Die Räumpflicht beginnt schon lange vor dem ersten Schnee: Bereits im Herbst müssen Hauseigentümer das Laub von den frei zugänglichen Wegen ihres Grundstücks und den Bürgersteigen entfernen. Bleiben Blätter liegen und ein Fußgänger rutscht aus oder stolpert über ein darunter verborgenes Hindernis, kann er den Eigentümer zur Verantwortung ziehen. Von der Verkehrssicherungspflicht können übrigens auch Mieter betroffen sein – wenn der Vermieter sie ihnen schriftlich übertragen hat.
(Bild: Ge.Ko2)
„Jeder Grundstückseigentümer muss die Allgemeinheit vor Gefahren schützen, die von seinem Grundstück und angrenzenden Wegen ausgehen. Und dazu gehört auch die Rutsch- oder Stolpergefahr durch glitschiges Laub“, verdeutlicht Sonja Biorac, Haftpflichtexpertin beim Infocenter der R+V Versicherung. Bei Mietshäusern muss er die Räumpflicht jedoch nicht selbst übernehmen: Per Mietvertrag oder Hausordnung kann er sie den Mietern übertragen. Allerdings muss der Vermieter dann regelmäßig kontrollieren, ob das auch wirklich klappt, so Biorac weiter.

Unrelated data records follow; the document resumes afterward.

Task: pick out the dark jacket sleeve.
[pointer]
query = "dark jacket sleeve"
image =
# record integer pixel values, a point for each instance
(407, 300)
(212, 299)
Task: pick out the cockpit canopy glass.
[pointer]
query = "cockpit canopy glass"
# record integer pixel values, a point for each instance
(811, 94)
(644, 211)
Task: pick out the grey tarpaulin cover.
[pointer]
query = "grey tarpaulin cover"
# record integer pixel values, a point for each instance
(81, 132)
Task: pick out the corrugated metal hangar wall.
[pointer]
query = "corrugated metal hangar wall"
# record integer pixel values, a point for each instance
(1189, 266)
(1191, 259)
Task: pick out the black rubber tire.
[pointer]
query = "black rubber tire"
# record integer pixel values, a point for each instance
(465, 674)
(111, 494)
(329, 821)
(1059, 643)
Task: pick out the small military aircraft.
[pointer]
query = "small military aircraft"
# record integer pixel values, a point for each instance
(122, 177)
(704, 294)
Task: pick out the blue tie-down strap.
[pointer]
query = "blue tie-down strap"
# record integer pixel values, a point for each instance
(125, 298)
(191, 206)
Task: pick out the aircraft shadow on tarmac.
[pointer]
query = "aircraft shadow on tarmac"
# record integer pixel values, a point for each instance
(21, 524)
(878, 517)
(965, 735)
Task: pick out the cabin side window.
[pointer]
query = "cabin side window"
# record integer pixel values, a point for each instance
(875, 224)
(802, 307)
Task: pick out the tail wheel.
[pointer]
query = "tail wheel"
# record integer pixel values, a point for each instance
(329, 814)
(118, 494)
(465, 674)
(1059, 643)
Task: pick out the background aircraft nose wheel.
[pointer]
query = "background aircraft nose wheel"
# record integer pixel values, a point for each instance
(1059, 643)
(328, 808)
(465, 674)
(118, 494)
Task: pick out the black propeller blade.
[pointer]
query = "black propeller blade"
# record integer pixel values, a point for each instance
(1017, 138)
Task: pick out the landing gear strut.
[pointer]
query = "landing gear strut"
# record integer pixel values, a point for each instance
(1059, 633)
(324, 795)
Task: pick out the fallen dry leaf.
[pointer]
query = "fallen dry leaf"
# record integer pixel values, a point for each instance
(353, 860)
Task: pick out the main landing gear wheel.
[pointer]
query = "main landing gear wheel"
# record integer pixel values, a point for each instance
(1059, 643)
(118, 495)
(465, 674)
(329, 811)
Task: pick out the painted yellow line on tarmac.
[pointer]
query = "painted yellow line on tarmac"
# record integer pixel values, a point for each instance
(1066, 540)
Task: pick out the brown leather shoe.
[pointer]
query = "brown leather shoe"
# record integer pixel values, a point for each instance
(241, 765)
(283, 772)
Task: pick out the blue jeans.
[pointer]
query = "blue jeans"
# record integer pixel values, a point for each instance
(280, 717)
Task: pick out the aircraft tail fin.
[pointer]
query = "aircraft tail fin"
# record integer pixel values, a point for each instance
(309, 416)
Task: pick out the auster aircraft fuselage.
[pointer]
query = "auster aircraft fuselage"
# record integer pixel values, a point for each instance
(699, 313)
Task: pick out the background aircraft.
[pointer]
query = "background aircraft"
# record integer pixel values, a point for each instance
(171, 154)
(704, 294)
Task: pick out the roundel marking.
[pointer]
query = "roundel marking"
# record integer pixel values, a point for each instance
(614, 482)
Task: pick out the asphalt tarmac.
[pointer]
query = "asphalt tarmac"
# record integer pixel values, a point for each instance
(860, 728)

Die Räumpflicht hat allerdings auch Grenzen. Der Hausbesitzer oder Mieter haftet nur dann, wenn er seine Verkehrssicherungspflicht schuldhaft verletzt hat, zum Beispiel wenn das Laub längere Zeit liegen bleibt oder es gefriert. Jeden Unfall kann und muss er nicht ausschließen – der Aufwand muss angemessen bleiben. Hierbei kommt es auf den Einzelfall an: Liegt viel Laub auf dem Bürgersteig, muss häufiger gekehrt werden, bei einzelnen Blättern nur alle paar Tage. Auch Passanten müssen sich umsichtig verhalten und auf die Gefahrenquelle Herbstlaub einstellen. Dazu gehört auch, dass sie – sofern möglich – nicht einfach durch eine Laubanhäufung laufen oder mit dem Fahrrad schnell hineinfahren. Schließlich könnte sich darunter ein Ast, Glatteis oder ein Schlagloch verbergen.

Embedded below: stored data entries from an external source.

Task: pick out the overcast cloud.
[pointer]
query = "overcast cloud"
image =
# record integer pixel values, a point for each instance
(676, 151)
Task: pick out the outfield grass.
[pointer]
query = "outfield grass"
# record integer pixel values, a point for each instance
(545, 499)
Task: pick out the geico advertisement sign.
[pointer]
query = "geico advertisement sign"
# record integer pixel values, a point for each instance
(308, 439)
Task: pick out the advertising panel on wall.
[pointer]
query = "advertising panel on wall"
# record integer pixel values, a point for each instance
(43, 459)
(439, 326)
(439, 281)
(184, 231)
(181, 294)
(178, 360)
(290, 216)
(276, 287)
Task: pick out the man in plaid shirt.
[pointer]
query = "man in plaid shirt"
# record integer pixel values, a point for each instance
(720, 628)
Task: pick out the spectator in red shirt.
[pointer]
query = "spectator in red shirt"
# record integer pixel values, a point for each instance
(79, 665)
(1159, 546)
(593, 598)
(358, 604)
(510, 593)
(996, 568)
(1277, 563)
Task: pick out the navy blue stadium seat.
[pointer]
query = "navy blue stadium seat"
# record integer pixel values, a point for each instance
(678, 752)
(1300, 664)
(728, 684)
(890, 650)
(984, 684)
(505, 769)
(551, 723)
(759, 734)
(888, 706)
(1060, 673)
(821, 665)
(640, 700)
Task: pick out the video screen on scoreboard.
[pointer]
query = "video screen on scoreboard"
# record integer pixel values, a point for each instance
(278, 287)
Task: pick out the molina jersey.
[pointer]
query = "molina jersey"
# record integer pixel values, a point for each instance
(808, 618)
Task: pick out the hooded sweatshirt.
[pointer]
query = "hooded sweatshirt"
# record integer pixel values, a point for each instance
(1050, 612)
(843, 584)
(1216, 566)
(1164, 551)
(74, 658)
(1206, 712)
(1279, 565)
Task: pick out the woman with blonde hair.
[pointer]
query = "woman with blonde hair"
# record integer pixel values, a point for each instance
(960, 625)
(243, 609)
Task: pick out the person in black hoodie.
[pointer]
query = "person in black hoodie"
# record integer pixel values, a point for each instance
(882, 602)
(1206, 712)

Gerichtsurteile zum Herbstlaub
Zum Thema Herbstlaub und seine Beseitigung auf Bürgersteigen gibt es auch eine Reihe von Gerichtsurteilen. Diese besagen unter anderem:
- Keine Kehrpflicht am Morgen
Morgens um sieben Uhr braucht Laub noch nicht vom Bürgersteig entfernt sein. Fußgänger und Fahrradfahrer müssen zu dieser frühen Stunde selbst darauf achten, auf nassem Laub nicht auszurutschen. (Landgericht Frankfurt/Main, Az. 2/23 O 368/98) - Gehweg muss nicht ständig gesäubert werden
Grundstückseigentümer oder Mieter müssen die Gehwege vor ihrem Haus nicht jeden Tag vom Laub befreien. Das entschied das Landgericht Coburg und gab damit einer beklagten Grundstücksbesitzerin Recht, die den Bürgersteig alle paar Tage vom Laub befreit hatte und somit ihren Pflichten nachgekommen war. (Landgericht Coburg, Az. 14 O 742/07) - Laub vom Nachbarn oder Straßenbäumen
Vom Nachbargrundstück herüberfallendes oder -wehendes Laub muss hingenommen werden, wenn die Bepflanzung mit Laubbäumen dem Charakter der Gegend entspricht. Dementsprechend ist es auch mit zu beseitigen. (Amtsgericht München, Az. 114 C 31118/12; Oberlandesgericht Hamm, Az. 5 U 116/08) Gleiches gilt auch, wenn das Laub von Straßenbäumen stammt, die eigentlich der Gemeinde gehören. Denn Kommunen dürfen die Straßenreinigungspflicht auf Anlieger übertragen. (Verwaltungsgericht Lüneburg, Az. 5 A 34/07)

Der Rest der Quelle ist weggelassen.